Pada pengesahan Omnibus Law pada tahun 2020, sikap masyarakat Indonesia terpecah
menjadi 2 kubu, yaitu kubu pendukung dan kubu penolak. Namun lambat laun sikap kubu
pendukung berubah menjadi sikap yang harmful, berupa bentuk kejahatan siber
pengusikan, doxing, dan peretasan, yang ditujukan kepada kubu penolak. Menurut data
yang tersedia, pemerintah melalui lembaga pemerintah yaitu polisi, sudah bertahun-tahun
jarang menindak bentuk-bentuk kejahatan siber ini. Padahal, pemerintah memiliki
undang-undang yang mengatur bentuk-bentuk kejahatan siber ini. Penulisan ini
menggunakan landasan teori Kriminologi Konstitutif dan metode analisis isi kualitatif.
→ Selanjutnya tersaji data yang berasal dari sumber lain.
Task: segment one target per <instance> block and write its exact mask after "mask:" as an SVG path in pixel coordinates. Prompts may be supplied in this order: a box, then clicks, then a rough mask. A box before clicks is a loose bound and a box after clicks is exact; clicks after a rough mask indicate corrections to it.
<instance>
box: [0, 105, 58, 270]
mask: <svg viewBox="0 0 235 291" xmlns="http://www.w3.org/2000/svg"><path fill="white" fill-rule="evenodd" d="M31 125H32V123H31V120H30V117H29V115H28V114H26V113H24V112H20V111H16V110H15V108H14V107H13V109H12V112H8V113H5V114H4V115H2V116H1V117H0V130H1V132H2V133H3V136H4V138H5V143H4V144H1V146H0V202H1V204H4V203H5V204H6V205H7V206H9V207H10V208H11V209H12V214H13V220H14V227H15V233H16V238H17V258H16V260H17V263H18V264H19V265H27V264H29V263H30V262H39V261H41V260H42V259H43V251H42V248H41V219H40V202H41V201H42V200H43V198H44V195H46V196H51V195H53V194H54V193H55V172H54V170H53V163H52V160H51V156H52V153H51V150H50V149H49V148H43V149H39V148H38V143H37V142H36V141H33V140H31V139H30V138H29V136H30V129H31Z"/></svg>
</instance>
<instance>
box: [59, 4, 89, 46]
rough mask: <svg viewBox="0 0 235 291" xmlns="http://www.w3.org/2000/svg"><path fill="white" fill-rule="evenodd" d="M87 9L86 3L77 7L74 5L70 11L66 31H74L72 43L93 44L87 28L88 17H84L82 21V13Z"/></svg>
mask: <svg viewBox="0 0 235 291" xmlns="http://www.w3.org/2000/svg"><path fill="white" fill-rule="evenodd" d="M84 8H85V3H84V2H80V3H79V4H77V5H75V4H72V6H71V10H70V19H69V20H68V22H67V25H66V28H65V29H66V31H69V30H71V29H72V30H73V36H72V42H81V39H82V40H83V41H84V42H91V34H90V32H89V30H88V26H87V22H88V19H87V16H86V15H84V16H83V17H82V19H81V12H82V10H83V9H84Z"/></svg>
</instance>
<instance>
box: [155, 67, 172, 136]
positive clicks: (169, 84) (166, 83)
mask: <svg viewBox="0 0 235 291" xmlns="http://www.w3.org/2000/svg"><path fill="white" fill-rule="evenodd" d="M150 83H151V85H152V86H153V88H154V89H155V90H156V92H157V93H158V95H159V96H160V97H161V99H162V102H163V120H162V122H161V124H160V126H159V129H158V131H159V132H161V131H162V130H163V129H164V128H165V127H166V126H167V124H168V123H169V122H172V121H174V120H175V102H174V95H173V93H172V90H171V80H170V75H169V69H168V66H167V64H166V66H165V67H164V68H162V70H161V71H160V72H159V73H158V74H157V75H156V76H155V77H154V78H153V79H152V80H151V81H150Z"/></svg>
Pelaku diposisikan sebagai excessive investor karena adanya relasi struktual dengan
korban akibat jarang ditindaknya bentuk-bentuk kejahatan siber ini. Jarang ditindaknya
bentuk-bentuk kejahatan siber ini juga, memposisikan korban menjadi rentan mengalami
viktimisasi crime of repression dan crime of reduction oleh pelaku. Ketidakmampuan
pemerintah dalam menjalankan tanggung jawabnya melindungi masyarakat ditunjukkan
melalui jarang ditindaknya bentuk-bentuk kejahatan siber pengusikan, doxing, dan
peretasan. Ketidakmampuan pemerintah ini disebut sebagai crime by omission.